Death Metal

Just thrash... and I refuse to call it "proto" death (can we never start that with death metal please?) because Seven Churches already existed. As far as sepultura is concerned, Morbid Visions and Bestial Devastation are definitely early death metal. Maybe Schizophrenia too, I've never bothered with it much.

I'm all for calling a spade a spade, but the mania for ex post facto classification imposes an artificial linearity on a process that, historically, wasn't linear at all. The mistake is to visualize the history of metal as some sort of 'family tree.' It's much more useful to think of metal as a web of influences, or perhaps more accurately, as crystalline lattice, where the key, epoch-making bands represent anchor points or loci for whole segments of the historical network.
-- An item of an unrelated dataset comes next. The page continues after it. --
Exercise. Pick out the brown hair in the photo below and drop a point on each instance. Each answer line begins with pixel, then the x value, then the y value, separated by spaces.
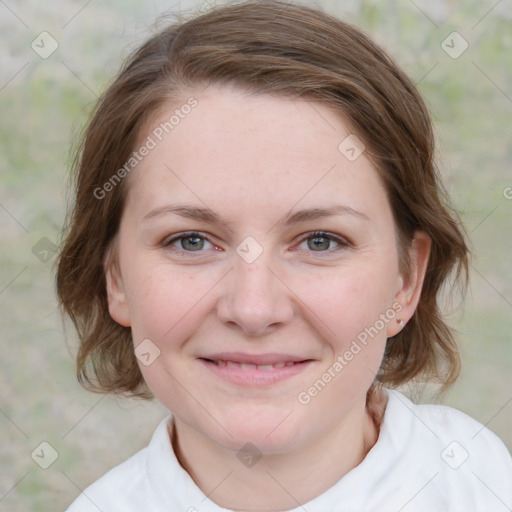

On the one hand, the "proto" tag does smack of trying to make messy history fit neatly into an anachronistic linear model, on the other, it does capture the unsettled, unfinished state of underground metal in the period roughly encompassing the years 1980-1987/88 (the point at which it becomes easier to see the clear points of departure between one subgenre and the next).
 
The language of pretension, perhaps.

Pretension implies the projection of a false image for social purposes. Me, I just prefer to use language that maximizes precision and minimizes the potential for misinterpretation. If that means "big" words or less common metaphors, so be it.
 
I was never huge into death metal--only recently did I feel comfortable enough to "adopt" Death, Autopsy and Obituary into my music collection. But as I listened to those early Florida death metal bands, I think I was about two steps away from giving death metal my own stamp of approval.

Then I heard technical death metal.

Now regular death metal sounds silly.
 
I was never huge into death metal--only recently did I feel comfortable enough to "adopt" Death, Autopsy and Obituary into my music collection. But as I listened to those early Florida death metal bands, I think I was about two steps away from giving death metal my own stamp of approval.

Then I heard technical death metal.

Now regular death metal sounds silly.

Nothing wrong with being all flash, no substance, I suppose.